Without taking issue with that Member of Parliament, it is interesting to analyze precisely what he was saying because it was typical of statements of the time. He said that the use of such a referendum device “is not federalism and … is not the Canadian way”.
To understand the significance of this, it is useful to consider what federalism means in some other countries. In two quite respectable federal systems, those of Switzerland and of Australia, the referendum is used for constitutional amendments. In Australia it is used only on the initiative of the federal Parliament. In neither Australia nor the United States do the state governments, as such, have any entrenched legal role in the constitutional amendment process. In Australia not even the state legislatures have any role, and in the United States Congress can bypass the state legislatures by providing for ratification by special constitutional conventions in each of the states. Only in the case of the Twenty-first amendment (the repeal of prohibition) was the convention system used.
Perhaps the concern over the referendum in Canada was best expressed by Mr. R. G. Robertson, former Secretary to the Cabinet, who had been involved for some thirty years in constitutional reform efforts before his retirement in 1979. He is reported as saying that while a referendum system is not contrary to federalism per se, it is foreign to our system of federalism since the provinces have long been seen as having a role in the amendment process.25 The fact that the referendum mechanism, which is acceptable in many countries, was so widely criticized here and ultimately rejected by most governments and many opinion-makers must tell us something about the unique qualities of Canadian federalism.
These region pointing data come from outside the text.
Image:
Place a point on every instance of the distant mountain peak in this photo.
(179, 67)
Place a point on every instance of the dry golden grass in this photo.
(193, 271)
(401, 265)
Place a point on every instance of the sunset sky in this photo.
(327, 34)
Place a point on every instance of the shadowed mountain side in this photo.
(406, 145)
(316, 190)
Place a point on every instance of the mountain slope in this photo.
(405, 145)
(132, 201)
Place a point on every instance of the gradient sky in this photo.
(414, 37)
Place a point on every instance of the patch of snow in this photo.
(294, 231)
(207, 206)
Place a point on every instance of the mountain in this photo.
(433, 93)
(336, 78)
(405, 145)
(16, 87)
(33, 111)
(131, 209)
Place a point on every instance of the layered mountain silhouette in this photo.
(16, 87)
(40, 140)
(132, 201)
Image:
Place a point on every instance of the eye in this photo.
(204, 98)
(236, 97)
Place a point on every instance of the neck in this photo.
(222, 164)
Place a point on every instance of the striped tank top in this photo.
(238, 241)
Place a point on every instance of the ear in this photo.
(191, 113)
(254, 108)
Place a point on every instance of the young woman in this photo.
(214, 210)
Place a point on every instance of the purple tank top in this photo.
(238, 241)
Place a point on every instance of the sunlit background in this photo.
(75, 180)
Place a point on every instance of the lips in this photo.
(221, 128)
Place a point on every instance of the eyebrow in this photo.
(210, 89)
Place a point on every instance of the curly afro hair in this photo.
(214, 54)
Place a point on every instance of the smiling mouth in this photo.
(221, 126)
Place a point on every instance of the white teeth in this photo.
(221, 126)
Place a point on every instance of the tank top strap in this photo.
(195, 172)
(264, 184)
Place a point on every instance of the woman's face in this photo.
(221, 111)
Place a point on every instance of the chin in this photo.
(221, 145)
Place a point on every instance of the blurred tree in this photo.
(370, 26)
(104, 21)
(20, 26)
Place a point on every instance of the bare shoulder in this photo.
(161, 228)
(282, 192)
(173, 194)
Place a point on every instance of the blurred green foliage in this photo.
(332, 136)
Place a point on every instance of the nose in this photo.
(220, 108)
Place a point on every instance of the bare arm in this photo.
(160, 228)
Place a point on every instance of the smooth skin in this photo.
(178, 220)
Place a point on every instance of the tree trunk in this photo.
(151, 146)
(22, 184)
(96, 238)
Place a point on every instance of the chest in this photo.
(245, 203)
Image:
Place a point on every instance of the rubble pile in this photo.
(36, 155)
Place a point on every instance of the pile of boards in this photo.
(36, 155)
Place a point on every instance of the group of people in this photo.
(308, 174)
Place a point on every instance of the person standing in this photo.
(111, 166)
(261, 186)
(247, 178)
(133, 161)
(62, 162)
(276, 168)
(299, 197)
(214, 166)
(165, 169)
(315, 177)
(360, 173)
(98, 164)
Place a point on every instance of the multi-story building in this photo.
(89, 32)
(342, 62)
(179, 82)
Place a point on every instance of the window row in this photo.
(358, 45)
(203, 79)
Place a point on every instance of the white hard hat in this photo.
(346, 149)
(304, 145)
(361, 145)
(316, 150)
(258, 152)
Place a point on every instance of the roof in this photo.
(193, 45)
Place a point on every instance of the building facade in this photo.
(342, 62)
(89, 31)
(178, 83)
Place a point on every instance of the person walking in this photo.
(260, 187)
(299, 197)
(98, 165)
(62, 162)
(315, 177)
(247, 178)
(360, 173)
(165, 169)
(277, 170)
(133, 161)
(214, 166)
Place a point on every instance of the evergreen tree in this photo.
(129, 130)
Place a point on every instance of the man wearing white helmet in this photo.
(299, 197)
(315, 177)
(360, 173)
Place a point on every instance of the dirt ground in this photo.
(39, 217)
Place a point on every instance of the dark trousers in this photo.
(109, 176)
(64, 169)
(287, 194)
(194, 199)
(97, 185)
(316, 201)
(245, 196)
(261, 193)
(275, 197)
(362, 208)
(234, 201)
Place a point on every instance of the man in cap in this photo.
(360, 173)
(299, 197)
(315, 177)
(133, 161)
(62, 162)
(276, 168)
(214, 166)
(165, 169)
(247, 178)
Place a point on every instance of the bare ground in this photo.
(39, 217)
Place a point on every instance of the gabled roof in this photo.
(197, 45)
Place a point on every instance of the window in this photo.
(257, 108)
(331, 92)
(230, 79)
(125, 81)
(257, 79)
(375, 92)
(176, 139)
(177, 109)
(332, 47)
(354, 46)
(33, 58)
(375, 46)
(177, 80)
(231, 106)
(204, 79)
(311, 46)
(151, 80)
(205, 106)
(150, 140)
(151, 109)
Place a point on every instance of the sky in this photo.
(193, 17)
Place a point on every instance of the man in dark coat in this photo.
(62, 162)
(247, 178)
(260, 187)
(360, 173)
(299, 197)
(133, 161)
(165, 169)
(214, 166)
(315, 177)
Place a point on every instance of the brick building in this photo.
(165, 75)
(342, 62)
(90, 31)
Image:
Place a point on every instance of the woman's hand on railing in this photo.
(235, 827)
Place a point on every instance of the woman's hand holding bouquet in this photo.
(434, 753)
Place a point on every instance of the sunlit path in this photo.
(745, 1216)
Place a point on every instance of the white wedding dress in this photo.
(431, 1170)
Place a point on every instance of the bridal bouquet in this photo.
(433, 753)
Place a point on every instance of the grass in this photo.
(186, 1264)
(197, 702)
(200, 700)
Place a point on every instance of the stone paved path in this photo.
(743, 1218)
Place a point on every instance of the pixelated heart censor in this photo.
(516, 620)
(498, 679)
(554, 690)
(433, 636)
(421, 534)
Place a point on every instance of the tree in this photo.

One thing it suggests is that we do not place much value on direct decision-making by the general public in constitutional matters. We prefer a system of indirect democracy where the public delegates its authority to legislators. At the provincial level, as far as the constitution is concerned, it further appears that there is yet another delegation by the legislators to provincial cabinets. Further, we expect the public will to be expressed jointly by two aggregations of elected representatives, one at the federal level and one at the provincial level.
I cannot leave this question of the role of the people in constitution-making without at least mentioning the part played by groups and individuals in submissions to the Special Joint Committee of Parliament on the Constitution. The Committee received written briefs or messages from 914 individuals and 294 groups. One hundred and four groups and individuals actually appeared before the Committee as witnesses. This did allow some extra-parliamentary participation in the deliberative process and, no doubt, brought about a number of improvements in the resolution.
25. “Wise Counsel on Referendum Risks”, Toronto Globe and Mail, Jan. 20, 1981, p. 4.